That month, a small investment bank, Kingswood Capital Markets, which has frequently teamed up with ARC, made a presentation to Benessere’s board members. Marked “strictly private and confidential,” the presentation, reviewed by The Times, listed about a half-dozen possible acquisition targets. One was Trump Media. Kingswood, now called EF Hutton, estimated that Trump Media was worth $1.5 billion and that within a few years it could generate $2.3 billion in annual revenue.
Sergio Camarero, a managing partner at ARC, told Benessere officials that Trump Media was their preferred target. Some Benessere officials, however, balked because they didn’t want to have anything to do with Mr. Trump, two people familiar with the discussions said.
Mr. Camarero did not respond to requests for comment.

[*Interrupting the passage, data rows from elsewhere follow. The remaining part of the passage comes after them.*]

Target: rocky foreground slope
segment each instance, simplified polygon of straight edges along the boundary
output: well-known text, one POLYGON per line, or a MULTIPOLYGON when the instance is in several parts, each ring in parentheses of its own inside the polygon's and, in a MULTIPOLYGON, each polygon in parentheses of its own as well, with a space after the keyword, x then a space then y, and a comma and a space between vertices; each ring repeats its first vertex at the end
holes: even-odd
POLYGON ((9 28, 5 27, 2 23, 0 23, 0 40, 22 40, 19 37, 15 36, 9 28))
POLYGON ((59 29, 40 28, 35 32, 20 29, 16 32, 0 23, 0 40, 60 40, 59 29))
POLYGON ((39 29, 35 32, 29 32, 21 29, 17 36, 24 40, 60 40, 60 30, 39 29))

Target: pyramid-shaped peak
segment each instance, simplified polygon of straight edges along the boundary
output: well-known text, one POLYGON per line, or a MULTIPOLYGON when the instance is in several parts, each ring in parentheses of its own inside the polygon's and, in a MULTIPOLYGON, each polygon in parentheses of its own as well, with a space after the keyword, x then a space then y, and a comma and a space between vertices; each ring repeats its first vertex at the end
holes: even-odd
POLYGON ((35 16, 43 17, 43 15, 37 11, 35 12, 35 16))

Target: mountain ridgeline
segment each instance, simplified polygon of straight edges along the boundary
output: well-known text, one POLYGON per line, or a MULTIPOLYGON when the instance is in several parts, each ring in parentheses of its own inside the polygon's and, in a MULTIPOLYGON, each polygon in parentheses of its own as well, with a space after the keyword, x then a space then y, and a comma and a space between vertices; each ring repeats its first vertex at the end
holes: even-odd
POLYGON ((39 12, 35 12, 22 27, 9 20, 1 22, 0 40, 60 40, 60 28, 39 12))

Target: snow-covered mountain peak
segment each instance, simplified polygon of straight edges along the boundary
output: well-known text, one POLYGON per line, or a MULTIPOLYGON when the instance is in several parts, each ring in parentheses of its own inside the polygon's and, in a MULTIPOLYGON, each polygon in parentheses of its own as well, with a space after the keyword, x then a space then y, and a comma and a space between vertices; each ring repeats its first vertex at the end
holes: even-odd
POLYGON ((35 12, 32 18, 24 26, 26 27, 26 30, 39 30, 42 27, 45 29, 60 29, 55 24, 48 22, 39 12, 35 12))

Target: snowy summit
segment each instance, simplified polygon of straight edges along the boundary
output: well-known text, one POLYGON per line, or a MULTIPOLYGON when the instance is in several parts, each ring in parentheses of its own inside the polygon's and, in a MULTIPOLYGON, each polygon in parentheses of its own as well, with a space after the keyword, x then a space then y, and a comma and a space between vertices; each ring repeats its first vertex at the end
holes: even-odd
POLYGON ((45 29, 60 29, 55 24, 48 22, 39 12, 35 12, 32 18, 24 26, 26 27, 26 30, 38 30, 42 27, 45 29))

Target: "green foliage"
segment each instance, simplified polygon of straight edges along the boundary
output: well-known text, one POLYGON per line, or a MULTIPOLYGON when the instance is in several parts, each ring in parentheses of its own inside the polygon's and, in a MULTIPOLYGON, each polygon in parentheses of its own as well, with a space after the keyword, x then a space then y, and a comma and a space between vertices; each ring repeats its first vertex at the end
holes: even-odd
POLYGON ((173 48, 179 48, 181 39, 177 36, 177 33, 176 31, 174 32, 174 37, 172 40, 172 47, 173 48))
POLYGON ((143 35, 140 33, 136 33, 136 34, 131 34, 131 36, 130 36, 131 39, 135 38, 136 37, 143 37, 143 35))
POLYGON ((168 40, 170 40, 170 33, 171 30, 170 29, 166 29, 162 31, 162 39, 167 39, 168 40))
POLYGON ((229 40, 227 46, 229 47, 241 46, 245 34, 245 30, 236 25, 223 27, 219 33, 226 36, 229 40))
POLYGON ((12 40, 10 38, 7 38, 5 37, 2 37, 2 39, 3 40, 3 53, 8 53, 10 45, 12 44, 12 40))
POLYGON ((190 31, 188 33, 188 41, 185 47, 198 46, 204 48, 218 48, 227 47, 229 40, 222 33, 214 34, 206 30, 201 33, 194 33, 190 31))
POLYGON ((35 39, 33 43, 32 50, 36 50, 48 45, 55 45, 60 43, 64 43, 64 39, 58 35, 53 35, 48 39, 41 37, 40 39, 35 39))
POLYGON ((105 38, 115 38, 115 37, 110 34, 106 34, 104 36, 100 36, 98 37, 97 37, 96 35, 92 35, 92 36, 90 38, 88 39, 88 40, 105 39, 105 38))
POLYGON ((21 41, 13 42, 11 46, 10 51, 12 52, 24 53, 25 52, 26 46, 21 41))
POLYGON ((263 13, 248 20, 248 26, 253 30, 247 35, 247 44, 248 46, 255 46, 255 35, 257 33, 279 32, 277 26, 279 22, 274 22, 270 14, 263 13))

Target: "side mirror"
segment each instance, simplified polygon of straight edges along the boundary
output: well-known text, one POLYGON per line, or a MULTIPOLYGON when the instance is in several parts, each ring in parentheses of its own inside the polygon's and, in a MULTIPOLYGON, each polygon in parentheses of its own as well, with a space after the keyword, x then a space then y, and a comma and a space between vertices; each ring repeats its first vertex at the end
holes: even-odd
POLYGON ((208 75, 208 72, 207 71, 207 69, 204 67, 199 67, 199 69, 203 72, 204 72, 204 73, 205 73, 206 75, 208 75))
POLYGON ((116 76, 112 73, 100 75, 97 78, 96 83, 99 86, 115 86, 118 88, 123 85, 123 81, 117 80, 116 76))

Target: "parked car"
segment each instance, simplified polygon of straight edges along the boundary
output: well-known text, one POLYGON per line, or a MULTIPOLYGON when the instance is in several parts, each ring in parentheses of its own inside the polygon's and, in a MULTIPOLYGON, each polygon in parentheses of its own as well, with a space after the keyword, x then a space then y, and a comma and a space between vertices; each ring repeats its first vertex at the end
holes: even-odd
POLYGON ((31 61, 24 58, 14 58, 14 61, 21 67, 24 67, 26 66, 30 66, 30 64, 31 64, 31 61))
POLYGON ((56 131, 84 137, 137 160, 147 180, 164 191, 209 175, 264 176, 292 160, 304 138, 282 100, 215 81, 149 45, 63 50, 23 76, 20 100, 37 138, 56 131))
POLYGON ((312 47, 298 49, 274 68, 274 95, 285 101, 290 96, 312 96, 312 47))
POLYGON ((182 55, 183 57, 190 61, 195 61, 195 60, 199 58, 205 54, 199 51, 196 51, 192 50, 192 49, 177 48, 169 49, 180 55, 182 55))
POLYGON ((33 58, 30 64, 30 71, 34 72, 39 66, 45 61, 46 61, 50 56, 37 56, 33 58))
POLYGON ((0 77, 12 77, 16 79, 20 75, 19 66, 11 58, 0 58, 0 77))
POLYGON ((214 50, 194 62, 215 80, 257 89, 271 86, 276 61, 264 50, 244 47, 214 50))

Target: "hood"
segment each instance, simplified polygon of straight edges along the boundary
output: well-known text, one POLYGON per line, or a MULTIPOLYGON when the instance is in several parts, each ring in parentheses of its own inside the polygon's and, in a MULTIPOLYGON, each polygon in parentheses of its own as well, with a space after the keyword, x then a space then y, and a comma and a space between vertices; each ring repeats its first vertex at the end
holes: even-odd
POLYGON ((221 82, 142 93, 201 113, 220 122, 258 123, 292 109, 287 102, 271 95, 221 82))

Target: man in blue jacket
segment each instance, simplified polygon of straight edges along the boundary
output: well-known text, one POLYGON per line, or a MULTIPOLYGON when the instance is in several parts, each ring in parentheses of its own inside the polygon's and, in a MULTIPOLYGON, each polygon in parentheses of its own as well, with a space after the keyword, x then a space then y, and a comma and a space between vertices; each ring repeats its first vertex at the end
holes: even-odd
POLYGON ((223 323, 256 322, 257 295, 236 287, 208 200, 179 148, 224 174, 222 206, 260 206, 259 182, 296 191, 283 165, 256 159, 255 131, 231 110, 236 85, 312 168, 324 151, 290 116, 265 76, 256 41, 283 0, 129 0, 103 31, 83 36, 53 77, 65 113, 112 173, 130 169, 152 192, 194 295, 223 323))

ARC quickly turned to Digital World, its other SPAC, as a potential vehicle to merge with the Trump company. ARC had recently installed Mr. Orlando as Digital World’s chief executive, after its previous C.E.O. failed to raise enough money to get it off the ground, a person with direct knowledge of the situation said.
The videoconference call involving ARC, Mr. Orlando, Mr. Veloso and members of the Trump team took place in early April. At the time, Digital World had not yet filed with the S.E.C. to sell its shares to the public. It did so seven weeks later, on May 26.
“We have not selected any specific business combination target and we have not, nor has anyone on our behalf, initiated any substantive discussions, directly or indirectly, with any business combination target,” Digital World said in its initial filing.
The disclosure was important. Because regulators allow blank-check companies to sell their shares to the public with minimal financial disclosures, the companies are not allowed to have merger partners in mind before their I.P.O.s. The thinking is that they otherwise would serve as a backdoor channel for companies to go public while escaping rigorous public scrutiny.